Trump also invoked the scourge of human smugglers known as “coyotes” while claiming that 20,000 children “were illegally brought into the country” last month. But as the children in question were granted legal status while their asylum claims are pending, this claim falls flat.
Asked why the president continues to deliberately mischaracterize persons exercising the right to claim asylum in the U.S. as “illegal immigrants,” Counselor to the President Kellyanne Conway said Wednesday that such a distinction was nothing more than “semantics” because “not everyone who presents a claim of fear has a credible claim of fear.”
Conway complained that under current law, families seeking asylum are required to be released into the United States during the pendency of their claims.
When it was pointed out to Conway that the asylum process is a legal method of immigrating to the United States, she told reporters that “that’s not true” because Mexico is a “safe third country” from which immigrants could apply for asylum. “Under the law, they could certainly stay there while their claims are being processed.”.
While the 1996 Illegal Immigration Reform and Responsibility Act bars asylum to aliens who can be returned to a “safe third country,” the Immigration and Nationality Act requires a bilateral or multilateral agreement to be in place between the United States and that country before the 1996 law can be invoked to deny anyone asylum.
The U.S. has a “safe third country” agreement with Canada, but no such agreement exists between the U.S. and Mexico.
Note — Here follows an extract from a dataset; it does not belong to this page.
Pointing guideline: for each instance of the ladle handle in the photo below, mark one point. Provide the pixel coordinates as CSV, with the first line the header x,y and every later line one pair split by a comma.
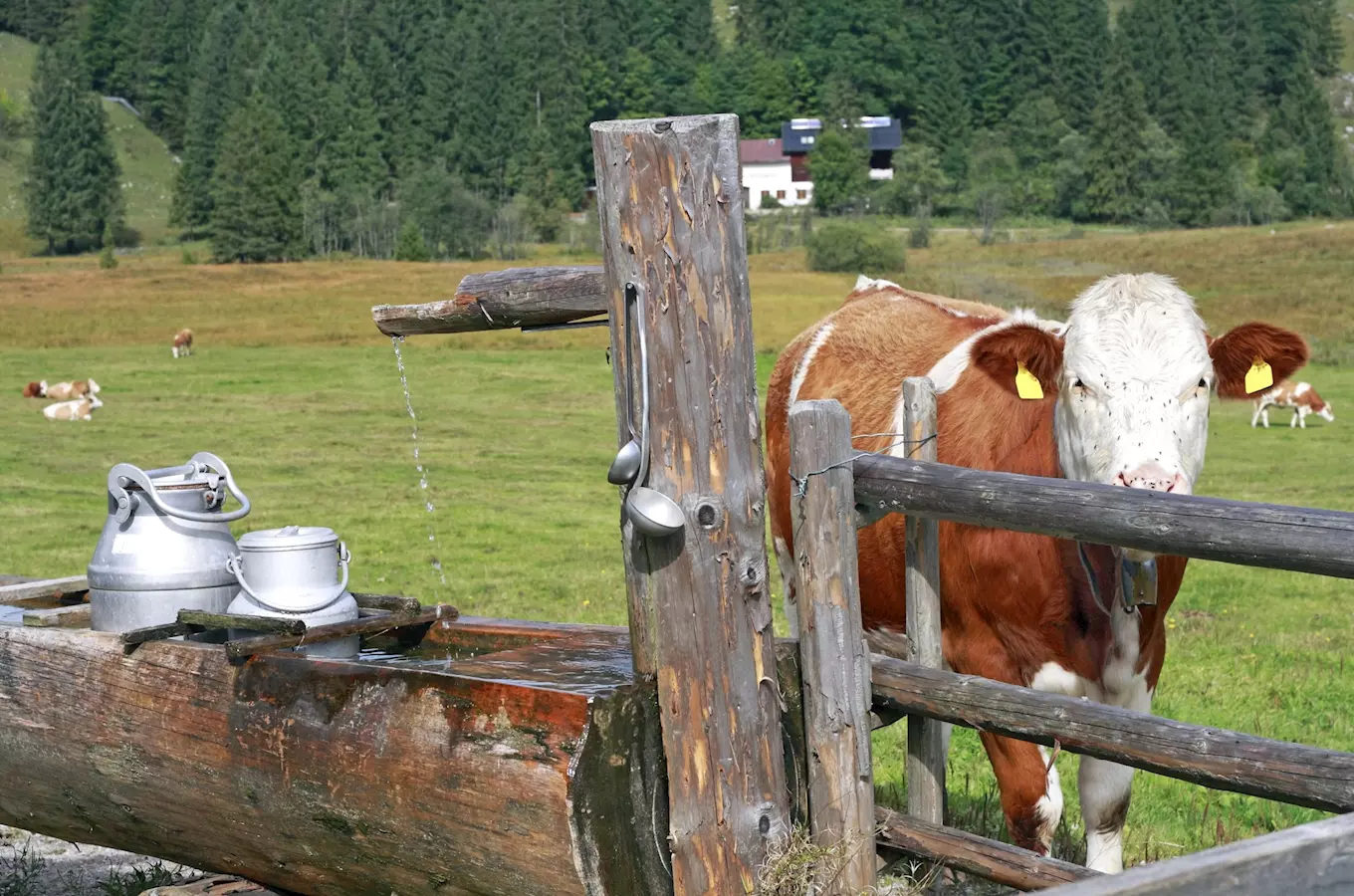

When pressed further, Conway again tried to deny that the asylum process is a legal one, telling BeltwayBreakfast: “As a woman, as a mother, I don’t want these kids raped, trafficked, getting into drugs. I care about the kids on that side on the border, I care about kids on this side of the border, and I think it’s high time that people rise above the partisanship and agree on that very basic point,” she said.